The organisation has published new research comparing emissions estimates from ships burning various types of fuels. A ship burning 2.6% sulfur fuel oil with a scrubber produces 59% less particulate matter than one burning VLSFO, but 61% more than one burning 0.10% sulfur MGO, according to the study.
Environmental campaigners have put up resistance to the installation of scrubbers for some years now, with varying degrees of success, the most significant pushback being in the recent run up to IMO 2020. With marine scrubbers having been in use for some 17 years now, in that time some environmental campaigners have also pushed for adoption of the technology.
Several port authorities around the world have introduced bans on the discharge of washwater from open-loop scrubbers within their local waters in the interests of the marine environment, but not only has there has been little serious support at the international or regional level for bans that would affect large sections of the world, owners have continued to receive state funds and so-called "green loans" to adopt the technology.
With use of scrubbers an integral part of IMO's fuel availability study that led to the 2016 decision to implement the 0.50% sulfur cap from 2020, there is concern over what message a u-turn on the tech would send to shipowners who are now being asked to invest billions to meet the IMO 2030 and IMO 2050 emission reduction targets.
Still, the ICCT itself recommends that individual governments take unilateral action against scrubbers within their own waters, and that the IMO ban new scrubber installations and gradually phase out existing ones.

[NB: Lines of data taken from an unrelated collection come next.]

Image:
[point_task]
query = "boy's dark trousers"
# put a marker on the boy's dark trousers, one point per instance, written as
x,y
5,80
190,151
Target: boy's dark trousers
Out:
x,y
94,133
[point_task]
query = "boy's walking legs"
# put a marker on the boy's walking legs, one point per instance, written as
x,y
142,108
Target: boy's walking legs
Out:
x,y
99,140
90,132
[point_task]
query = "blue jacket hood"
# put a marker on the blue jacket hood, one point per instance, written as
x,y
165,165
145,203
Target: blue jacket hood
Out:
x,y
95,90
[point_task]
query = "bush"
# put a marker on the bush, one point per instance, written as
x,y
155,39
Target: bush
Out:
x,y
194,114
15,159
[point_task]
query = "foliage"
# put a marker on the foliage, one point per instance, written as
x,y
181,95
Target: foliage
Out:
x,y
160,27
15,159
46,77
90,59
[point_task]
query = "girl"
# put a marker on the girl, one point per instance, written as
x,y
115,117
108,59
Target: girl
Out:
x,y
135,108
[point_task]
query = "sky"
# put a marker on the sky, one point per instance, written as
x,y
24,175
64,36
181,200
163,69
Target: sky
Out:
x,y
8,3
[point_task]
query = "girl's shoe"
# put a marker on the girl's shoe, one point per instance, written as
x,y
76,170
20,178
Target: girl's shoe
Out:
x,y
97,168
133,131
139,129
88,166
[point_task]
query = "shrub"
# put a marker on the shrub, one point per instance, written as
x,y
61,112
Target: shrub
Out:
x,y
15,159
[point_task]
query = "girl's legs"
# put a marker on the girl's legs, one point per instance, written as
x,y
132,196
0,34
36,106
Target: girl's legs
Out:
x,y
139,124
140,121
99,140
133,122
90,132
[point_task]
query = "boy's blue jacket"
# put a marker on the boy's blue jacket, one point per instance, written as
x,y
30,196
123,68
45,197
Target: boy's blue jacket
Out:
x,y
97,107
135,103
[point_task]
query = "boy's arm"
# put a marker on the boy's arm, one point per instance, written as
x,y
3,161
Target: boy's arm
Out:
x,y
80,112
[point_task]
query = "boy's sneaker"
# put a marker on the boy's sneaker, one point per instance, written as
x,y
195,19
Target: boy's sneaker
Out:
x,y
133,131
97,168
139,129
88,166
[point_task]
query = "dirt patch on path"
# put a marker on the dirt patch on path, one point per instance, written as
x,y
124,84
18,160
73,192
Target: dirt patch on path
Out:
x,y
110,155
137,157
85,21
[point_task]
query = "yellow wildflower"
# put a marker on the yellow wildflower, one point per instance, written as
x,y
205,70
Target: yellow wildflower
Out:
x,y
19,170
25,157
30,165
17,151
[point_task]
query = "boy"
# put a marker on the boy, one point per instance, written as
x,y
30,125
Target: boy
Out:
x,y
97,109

But the oil market has had far greater success in holding back scrubber installations this year. The price spread between high sulfur fuel oil and very low sulfur fuel oil at Rotterdam -- a key measure of the profitability of installing the emissions-cleaning technology -- has dropped to just $66.50/mt on Tuesday, according to Ship & Bunker pricing, down from $298/mt at the end of 2019.
By the time these spreads widen enough again to make scrubbers look more attractive, shipowners may have moved on to investigating alternative bunker fuels instead.